By Paula Aven Gladych
Defined benefit pension plan sponsors
in U.S. territories, like Puerto Rico, need to pay attention to changes to their Pension Benefit Guaranty Corporation coverage, according to Buck Consultants.
Generally, qualified defined benefit plans must be funded under a trust created or organized in the United States. This does not include U.S. territories.
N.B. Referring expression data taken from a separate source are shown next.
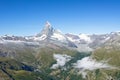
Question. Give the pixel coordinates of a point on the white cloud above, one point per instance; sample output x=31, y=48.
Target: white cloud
x=61, y=60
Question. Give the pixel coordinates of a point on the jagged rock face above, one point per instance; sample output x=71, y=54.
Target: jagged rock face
x=47, y=30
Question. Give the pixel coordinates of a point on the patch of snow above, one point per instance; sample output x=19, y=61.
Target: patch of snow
x=73, y=40
x=43, y=37
x=88, y=63
x=61, y=60
x=107, y=38
x=84, y=37
x=58, y=36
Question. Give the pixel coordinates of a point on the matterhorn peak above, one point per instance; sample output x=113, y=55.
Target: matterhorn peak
x=47, y=24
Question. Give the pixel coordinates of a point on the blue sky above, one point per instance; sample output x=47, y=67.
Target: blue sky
x=27, y=17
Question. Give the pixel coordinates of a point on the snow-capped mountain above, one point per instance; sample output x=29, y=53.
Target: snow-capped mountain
x=81, y=42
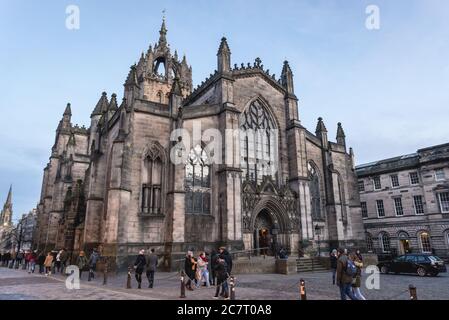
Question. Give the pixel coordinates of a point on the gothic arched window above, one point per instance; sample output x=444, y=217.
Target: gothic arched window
x=258, y=143
x=197, y=182
x=152, y=183
x=315, y=195
x=384, y=241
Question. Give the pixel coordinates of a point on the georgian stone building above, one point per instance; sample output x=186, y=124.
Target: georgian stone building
x=6, y=225
x=118, y=184
x=405, y=202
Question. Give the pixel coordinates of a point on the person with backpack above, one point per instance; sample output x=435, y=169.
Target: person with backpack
x=221, y=270
x=139, y=265
x=357, y=282
x=346, y=271
x=93, y=259
x=333, y=258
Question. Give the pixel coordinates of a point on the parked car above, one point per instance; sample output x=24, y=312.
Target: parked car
x=421, y=264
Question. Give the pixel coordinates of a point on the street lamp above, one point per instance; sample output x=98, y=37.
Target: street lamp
x=318, y=233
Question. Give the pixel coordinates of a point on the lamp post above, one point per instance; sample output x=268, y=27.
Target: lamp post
x=318, y=233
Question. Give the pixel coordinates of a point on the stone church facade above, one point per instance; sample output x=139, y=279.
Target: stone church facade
x=132, y=180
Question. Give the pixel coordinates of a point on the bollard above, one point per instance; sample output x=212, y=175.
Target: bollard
x=413, y=295
x=183, y=286
x=128, y=282
x=105, y=274
x=232, y=285
x=302, y=289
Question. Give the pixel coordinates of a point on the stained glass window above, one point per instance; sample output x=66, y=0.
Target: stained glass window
x=197, y=182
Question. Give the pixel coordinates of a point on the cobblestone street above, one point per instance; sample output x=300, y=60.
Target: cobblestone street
x=19, y=285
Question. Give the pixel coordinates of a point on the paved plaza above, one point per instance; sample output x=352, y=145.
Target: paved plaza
x=19, y=285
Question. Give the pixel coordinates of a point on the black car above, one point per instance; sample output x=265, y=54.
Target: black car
x=421, y=264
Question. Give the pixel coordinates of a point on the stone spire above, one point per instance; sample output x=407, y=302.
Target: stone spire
x=68, y=110
x=287, y=78
x=102, y=105
x=6, y=214
x=163, y=34
x=224, y=57
x=321, y=132
x=341, y=138
x=113, y=106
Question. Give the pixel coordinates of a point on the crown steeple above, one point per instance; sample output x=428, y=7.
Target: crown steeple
x=224, y=57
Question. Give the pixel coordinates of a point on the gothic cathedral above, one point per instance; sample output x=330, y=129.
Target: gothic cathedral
x=116, y=186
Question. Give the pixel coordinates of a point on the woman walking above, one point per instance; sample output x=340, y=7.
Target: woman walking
x=333, y=258
x=139, y=265
x=203, y=263
x=358, y=277
x=190, y=269
x=47, y=263
x=81, y=262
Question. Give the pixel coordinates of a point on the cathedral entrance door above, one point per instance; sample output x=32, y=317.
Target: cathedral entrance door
x=262, y=233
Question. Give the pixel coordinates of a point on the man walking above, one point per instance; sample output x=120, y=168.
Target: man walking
x=151, y=267
x=345, y=274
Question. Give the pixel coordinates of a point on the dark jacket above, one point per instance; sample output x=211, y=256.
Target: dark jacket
x=221, y=270
x=333, y=262
x=228, y=258
x=41, y=259
x=152, y=262
x=63, y=256
x=93, y=259
x=342, y=276
x=189, y=267
x=140, y=263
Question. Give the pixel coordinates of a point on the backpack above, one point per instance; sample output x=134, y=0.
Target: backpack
x=351, y=269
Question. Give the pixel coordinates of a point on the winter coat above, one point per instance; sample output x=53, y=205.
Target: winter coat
x=228, y=258
x=140, y=263
x=342, y=276
x=333, y=262
x=81, y=262
x=221, y=270
x=41, y=260
x=64, y=256
x=152, y=262
x=93, y=259
x=48, y=261
x=358, y=276
x=190, y=267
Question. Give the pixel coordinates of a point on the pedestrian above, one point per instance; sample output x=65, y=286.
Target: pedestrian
x=63, y=257
x=19, y=258
x=58, y=261
x=139, y=265
x=82, y=262
x=190, y=269
x=203, y=263
x=93, y=259
x=222, y=278
x=357, y=282
x=224, y=254
x=32, y=261
x=213, y=261
x=41, y=262
x=359, y=255
x=47, y=263
x=333, y=258
x=346, y=271
x=152, y=262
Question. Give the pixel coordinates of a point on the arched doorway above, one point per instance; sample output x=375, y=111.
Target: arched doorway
x=264, y=239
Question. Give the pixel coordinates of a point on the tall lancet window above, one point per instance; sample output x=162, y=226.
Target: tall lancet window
x=153, y=182
x=197, y=182
x=258, y=143
x=315, y=195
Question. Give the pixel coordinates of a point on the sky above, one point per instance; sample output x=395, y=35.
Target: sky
x=389, y=86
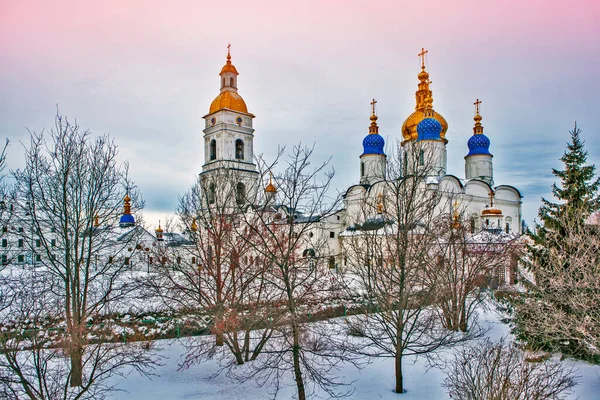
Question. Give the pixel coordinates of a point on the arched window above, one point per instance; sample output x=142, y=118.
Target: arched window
x=213, y=150
x=211, y=193
x=239, y=149
x=331, y=262
x=240, y=193
x=309, y=253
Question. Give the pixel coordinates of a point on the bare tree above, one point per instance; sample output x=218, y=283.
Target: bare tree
x=214, y=272
x=68, y=200
x=285, y=240
x=389, y=252
x=500, y=371
x=464, y=265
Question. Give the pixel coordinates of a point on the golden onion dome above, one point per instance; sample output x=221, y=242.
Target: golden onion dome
x=270, y=188
x=229, y=100
x=424, y=99
x=409, y=127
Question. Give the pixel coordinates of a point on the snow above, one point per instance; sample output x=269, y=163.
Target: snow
x=375, y=381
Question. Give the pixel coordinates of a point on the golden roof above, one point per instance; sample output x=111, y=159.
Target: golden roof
x=424, y=98
x=229, y=100
x=228, y=67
In the past, the PBGC took the position that the U.S. trust requirement did not apply to Puerto Rican qualified plans, even if they did make the ERISA
election that would allow them to have their trust be treated as a U.S. trust.
But, for Guam, the PBGC took a completely different position, stating that a plan established in Guam with a non-U.S. trust that otherwise met the tax qualification requirements of the U.S. tax code is subject to PBGC coverage.
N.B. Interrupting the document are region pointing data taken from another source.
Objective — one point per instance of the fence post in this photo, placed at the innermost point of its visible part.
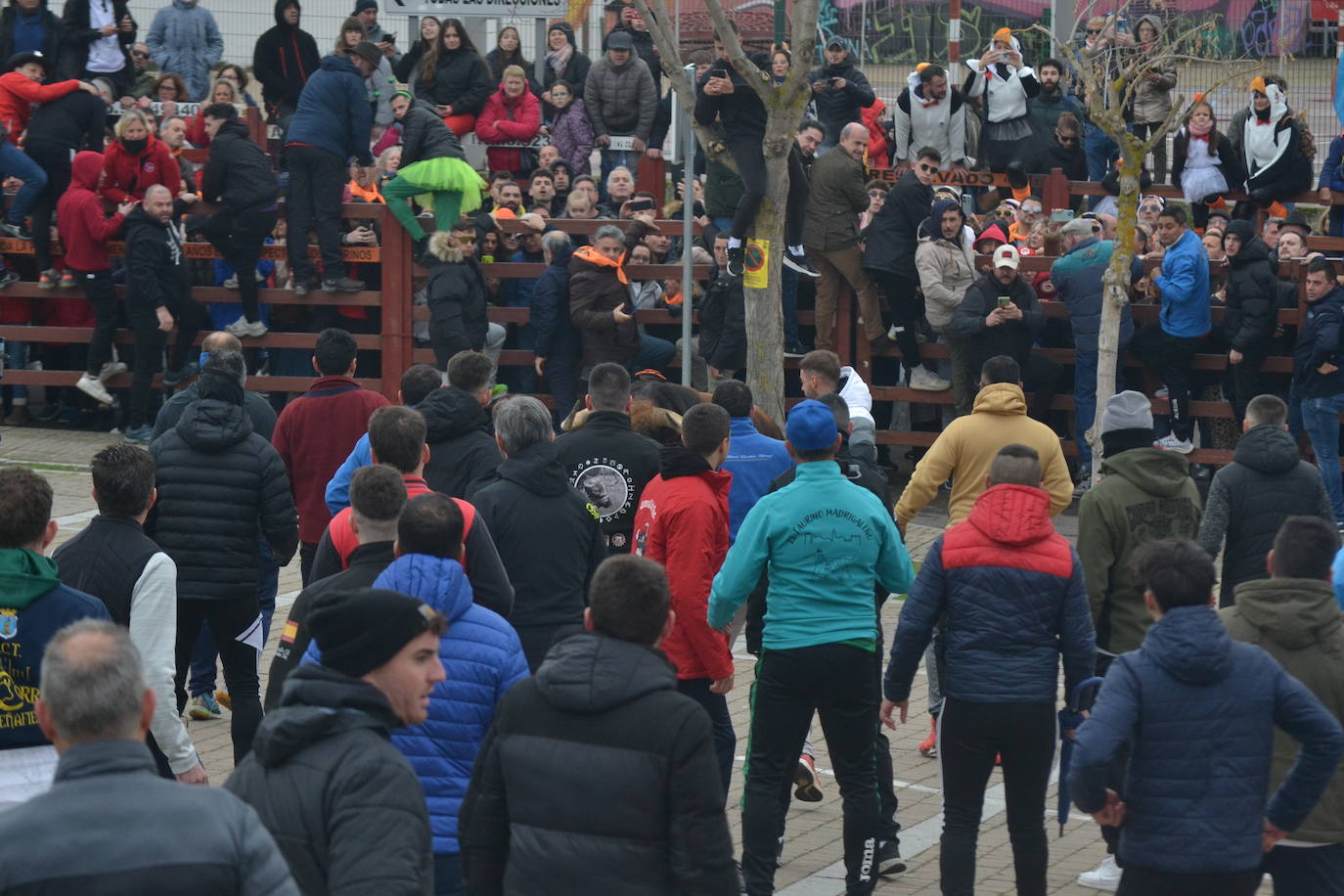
(1053, 191)
(395, 341)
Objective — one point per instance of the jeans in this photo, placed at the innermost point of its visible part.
(98, 289)
(613, 158)
(1314, 870)
(725, 739)
(1170, 356)
(654, 353)
(316, 184)
(240, 237)
(205, 651)
(230, 619)
(1145, 881)
(15, 162)
(1320, 418)
(969, 735)
(839, 684)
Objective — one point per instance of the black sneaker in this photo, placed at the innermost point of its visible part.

Early last year, the PBGC withdrew both opinions and is expected to announce that only Puerto Rican qualified plans with Puerto Rican trusts whose plan administrator made an ERISA election would be subject to PBGC
coverage, Buck Consultants said in a brief.
Buck Consultants asserts that if employers do not want PBGC coverage and want to save on their PBGC premiums, they should position their plans so they fall outside the PBGC’s revised view of the coverage requirement for Puerto Rico and Guam employer plans.